Retired U.S. District Judge Samuel Conti, the longest-tenured federal jurist in the history of the Northern District of California, died Wednesday. He was 96.
A brief email circulated among the judge’s former clerks Wednesday informing them that he died peacefully of natural causes Wednesday morning.
In an email Wednesday afternoon, Chief Judge Phyllis Hamilton said she learned of the earlier in the day, but had no further details.
“We will mourn his passing and will be forever grateful for his service,” Hamilton said. “He will always occupy a special place in the heart of the Northern District as our longest serving judge.”
In March 2011, Conti, who was nominated to the bench by President Richard Nixon in 1970, surpassed the tenure of the District’s first judge, Ogden Hoffman, who served the San Francisco-based court from 1851 to 1891. Upon his retirement in 2015, he had served 45 years on the bench, including 28 as a senior judge.
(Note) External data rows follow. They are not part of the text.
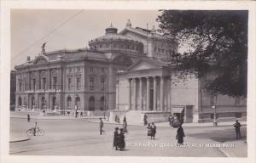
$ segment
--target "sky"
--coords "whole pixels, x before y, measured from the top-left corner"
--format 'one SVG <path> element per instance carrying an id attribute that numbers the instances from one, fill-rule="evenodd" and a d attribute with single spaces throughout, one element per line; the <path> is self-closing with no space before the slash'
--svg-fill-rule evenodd
<path id="1" fill-rule="evenodd" d="M 34 59 L 47 42 L 46 52 L 88 47 L 91 39 L 113 25 L 119 31 L 127 20 L 132 27 L 158 28 L 157 10 L 13 9 L 11 11 L 11 69 Z M 74 16 L 75 15 L 75 16 Z M 66 23 L 64 23 L 66 22 Z"/>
Over the course of his career, Conti presided over many high-profile Bay Area cases, including the sentencing of Sara Jane Moore, who attempted to assassinate President Gerald Ford, and a copyright case involving Creedence Clearwater Revival frontman John Fogerty.
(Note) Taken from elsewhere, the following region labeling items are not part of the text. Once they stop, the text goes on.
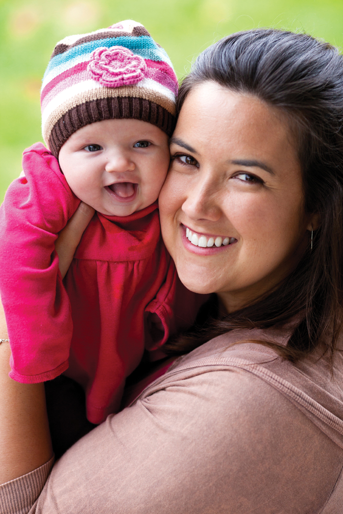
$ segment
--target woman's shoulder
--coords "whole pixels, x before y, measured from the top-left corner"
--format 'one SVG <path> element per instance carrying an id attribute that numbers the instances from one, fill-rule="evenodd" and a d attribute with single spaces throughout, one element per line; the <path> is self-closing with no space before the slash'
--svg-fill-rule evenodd
<path id="1" fill-rule="evenodd" d="M 230 341 L 179 359 L 74 445 L 54 467 L 38 511 L 50 512 L 52 499 L 51 512 L 68 506 L 83 514 L 109 505 L 136 514 L 322 509 L 343 465 L 338 421 L 319 397 L 309 399 L 300 383 L 268 367 L 279 359 L 272 351 L 227 349 Z"/>
<path id="2" fill-rule="evenodd" d="M 309 358 L 293 364 L 258 342 L 285 344 L 290 335 L 282 329 L 256 329 L 233 331 L 218 336 L 177 359 L 140 397 L 147 398 L 176 381 L 186 383 L 191 377 L 192 387 L 201 389 L 204 376 L 209 398 L 215 394 L 226 402 L 237 386 L 242 397 L 240 403 L 249 409 L 257 401 L 256 395 L 260 406 L 267 404 L 272 401 L 272 396 L 275 397 L 273 391 L 276 390 L 343 449 L 343 356 L 337 353 L 333 372 L 324 357 Z M 242 380 L 254 390 L 254 400 L 251 392 L 243 393 Z"/>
In 1979 and 1980, Conti oversaw a grueling nine-month racketeering trial involving members of the Hell’s Angels motorcycle club. In a phone interview with The Recorder shortly after he announced his intention to retire, Conti said the case was “very tiring and difficult” since his wife, children and mother were all threatened and required protection from the U.S. Marshals. “If I was smart in those days I would have recused myself, but I was young and energetic,” Conti said.
Conti called being a federal district judge “the best job that anybody can ever have” and said he never had a desire to be appointed to the appellate bench. “All those people do is read papers. We see people and we hear their problems and we try to come up with solutions,” Conti said. “I’ve considered every case I’ve had as a learning experience.”